と書いているじゃない。貿易財産業の生産性だけを上げればよくて、非貿易財産業の生産性はどうでもよいという国際経済学者はいないと思うから、私の誤解だろうが、竹森くんの議論を読むと、貿易財産業の生産性だけを上げればよいような印象を受ける。もしそうだとすると、それは間違っている。

「現在の日本の人口構造動態を踏まえると、医療・介護等の分野への資源配分を拡大しなければならない」としたとき、求められているのは、「自動車」のような「貿易財」の生産性向上だけではない。医療・介護産業の生産性が向上すれば、その生産性が低いときに比べて同じ量のサービスの産出をより少ない労働力で達成できることになる。それゆえ、節約された分の労働力を「資本財」の生産に振り向けることができる。こうした意味で非貿易財産業の生産性向上も等しく大切なのだよ。だから、医療・介護の分野でも構造改革を進めていく価値があるといっているわけだ。

異論にもならないことを言って、人を批判するのはとても失礼なことだよ。『中央公論』8月号の論文についても、訂正してほしいもんだ。

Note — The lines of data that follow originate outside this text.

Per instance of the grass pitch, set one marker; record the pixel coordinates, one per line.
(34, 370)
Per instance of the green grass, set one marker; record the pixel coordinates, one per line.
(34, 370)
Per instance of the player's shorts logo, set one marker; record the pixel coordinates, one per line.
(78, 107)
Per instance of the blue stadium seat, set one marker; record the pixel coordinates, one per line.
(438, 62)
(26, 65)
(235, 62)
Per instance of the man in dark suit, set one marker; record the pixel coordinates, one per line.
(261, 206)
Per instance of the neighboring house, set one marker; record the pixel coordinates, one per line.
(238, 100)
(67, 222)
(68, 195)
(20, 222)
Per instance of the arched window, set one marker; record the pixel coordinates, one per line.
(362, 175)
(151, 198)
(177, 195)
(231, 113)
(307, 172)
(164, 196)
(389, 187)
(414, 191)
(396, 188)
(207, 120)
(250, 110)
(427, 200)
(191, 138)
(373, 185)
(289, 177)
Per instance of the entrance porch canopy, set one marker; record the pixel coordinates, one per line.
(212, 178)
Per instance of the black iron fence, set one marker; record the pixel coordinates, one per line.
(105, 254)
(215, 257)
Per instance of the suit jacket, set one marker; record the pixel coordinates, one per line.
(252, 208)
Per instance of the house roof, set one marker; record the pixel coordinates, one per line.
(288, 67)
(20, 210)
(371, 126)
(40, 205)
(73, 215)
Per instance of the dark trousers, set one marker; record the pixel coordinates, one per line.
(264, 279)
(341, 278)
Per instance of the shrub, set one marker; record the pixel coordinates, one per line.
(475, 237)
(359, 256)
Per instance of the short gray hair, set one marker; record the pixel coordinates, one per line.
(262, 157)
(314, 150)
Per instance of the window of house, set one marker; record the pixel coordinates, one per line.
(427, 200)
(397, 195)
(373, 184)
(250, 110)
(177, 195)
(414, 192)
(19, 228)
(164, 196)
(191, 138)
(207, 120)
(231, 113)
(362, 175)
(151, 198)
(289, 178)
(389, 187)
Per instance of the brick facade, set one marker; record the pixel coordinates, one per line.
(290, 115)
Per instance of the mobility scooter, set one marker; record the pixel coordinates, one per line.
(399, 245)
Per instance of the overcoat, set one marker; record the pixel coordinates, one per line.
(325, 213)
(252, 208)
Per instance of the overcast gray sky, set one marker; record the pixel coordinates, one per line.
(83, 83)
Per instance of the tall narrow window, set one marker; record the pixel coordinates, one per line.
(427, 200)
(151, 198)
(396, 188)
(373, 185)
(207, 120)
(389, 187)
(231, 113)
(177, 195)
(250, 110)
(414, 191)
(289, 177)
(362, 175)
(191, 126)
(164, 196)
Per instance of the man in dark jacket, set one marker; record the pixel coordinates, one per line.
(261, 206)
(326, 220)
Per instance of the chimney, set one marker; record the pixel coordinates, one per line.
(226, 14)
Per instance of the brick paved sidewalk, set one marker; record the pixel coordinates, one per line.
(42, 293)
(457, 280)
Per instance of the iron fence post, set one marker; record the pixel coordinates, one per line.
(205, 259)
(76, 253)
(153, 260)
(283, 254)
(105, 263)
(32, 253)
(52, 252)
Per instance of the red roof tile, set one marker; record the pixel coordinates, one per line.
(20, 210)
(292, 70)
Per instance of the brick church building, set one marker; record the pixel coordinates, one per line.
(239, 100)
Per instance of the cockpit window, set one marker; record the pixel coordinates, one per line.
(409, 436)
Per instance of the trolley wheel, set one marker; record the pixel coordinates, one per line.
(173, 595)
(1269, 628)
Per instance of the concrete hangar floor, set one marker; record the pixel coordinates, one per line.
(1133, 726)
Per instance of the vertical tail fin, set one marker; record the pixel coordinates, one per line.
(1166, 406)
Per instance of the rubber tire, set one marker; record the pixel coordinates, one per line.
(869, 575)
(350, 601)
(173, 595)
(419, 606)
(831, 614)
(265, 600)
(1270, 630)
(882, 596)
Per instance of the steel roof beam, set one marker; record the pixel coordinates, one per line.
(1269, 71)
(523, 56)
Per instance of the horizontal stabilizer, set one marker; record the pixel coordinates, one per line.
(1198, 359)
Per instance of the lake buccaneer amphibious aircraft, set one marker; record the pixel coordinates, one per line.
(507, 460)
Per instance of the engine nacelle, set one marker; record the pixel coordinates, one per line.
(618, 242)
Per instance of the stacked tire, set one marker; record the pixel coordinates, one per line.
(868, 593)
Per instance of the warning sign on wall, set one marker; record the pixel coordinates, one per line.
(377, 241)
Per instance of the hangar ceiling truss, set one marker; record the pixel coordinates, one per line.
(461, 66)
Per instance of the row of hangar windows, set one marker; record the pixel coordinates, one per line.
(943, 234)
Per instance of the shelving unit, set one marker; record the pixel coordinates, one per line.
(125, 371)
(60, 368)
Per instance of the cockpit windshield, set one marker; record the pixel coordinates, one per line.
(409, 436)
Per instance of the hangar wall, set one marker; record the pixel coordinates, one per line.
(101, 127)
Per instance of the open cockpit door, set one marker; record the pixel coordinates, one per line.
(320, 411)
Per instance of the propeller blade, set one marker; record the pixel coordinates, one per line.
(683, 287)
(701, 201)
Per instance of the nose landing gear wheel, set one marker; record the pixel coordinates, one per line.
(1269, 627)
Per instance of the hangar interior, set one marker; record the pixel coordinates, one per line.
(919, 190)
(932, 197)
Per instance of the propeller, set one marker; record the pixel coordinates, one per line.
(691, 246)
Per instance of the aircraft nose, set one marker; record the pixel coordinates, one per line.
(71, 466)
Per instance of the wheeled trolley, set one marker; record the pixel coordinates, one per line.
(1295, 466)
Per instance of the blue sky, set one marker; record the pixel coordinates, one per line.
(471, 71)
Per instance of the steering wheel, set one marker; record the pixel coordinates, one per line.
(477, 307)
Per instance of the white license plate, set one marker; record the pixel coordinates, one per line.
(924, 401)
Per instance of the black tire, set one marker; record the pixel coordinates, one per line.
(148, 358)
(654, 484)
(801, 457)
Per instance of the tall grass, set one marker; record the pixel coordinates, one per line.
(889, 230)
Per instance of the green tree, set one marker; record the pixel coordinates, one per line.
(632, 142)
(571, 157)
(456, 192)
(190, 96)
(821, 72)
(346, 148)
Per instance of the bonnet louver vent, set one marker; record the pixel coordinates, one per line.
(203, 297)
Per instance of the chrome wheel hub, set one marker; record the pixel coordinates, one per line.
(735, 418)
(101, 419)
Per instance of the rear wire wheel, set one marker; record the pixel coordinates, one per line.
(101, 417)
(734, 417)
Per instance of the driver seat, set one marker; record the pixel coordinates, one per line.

[追記]2009.8.8の午前中に、少し加筆訂正しました。

コメント

  1. 池田信夫 より:

    国際経済学の専門家である竹森さんの立場からいえば、むしろ「貿易不均衡の解決策として内需拡大を唱えた前川リポートは誤りだ」というべきではないでしょうか。これは当時も、小宮隆太郎さんなどが批判した点で、経常収支がつねにバランスしている必要はなく、まして日米の二国間で「不均衡」を問題にするなんてナンセンスです。

    しかも具体的にアメリカ側が要求したのは公共投資と政府調達の対米開放で、要するに「民間では負けたから政府がアメリカ製品を買え」というわけです。それを前川リポートやメディアが支持したおかげで、430兆円の公共投資という対米公約ができてしまい、これがのちのバラマキ景気対策の根拠にもなりました。今回も「内需拡大」というと、このときのように「政府が内需を拡大しろ」と解釈されることは警戒する必要があります。

    他方では、これを「外需は必要ない」という主張と解釈して批判する人もいます。今年の経済財政白書は「成長の余地があるのは輸出だから、もっとグローバル化が必要だ」と書いていますが、それは自明です。むしろ「内需型」と思われている小売業などがユニクロのようにグローバル化するのが、ベストシナリオでしょう。容易ではありませんが。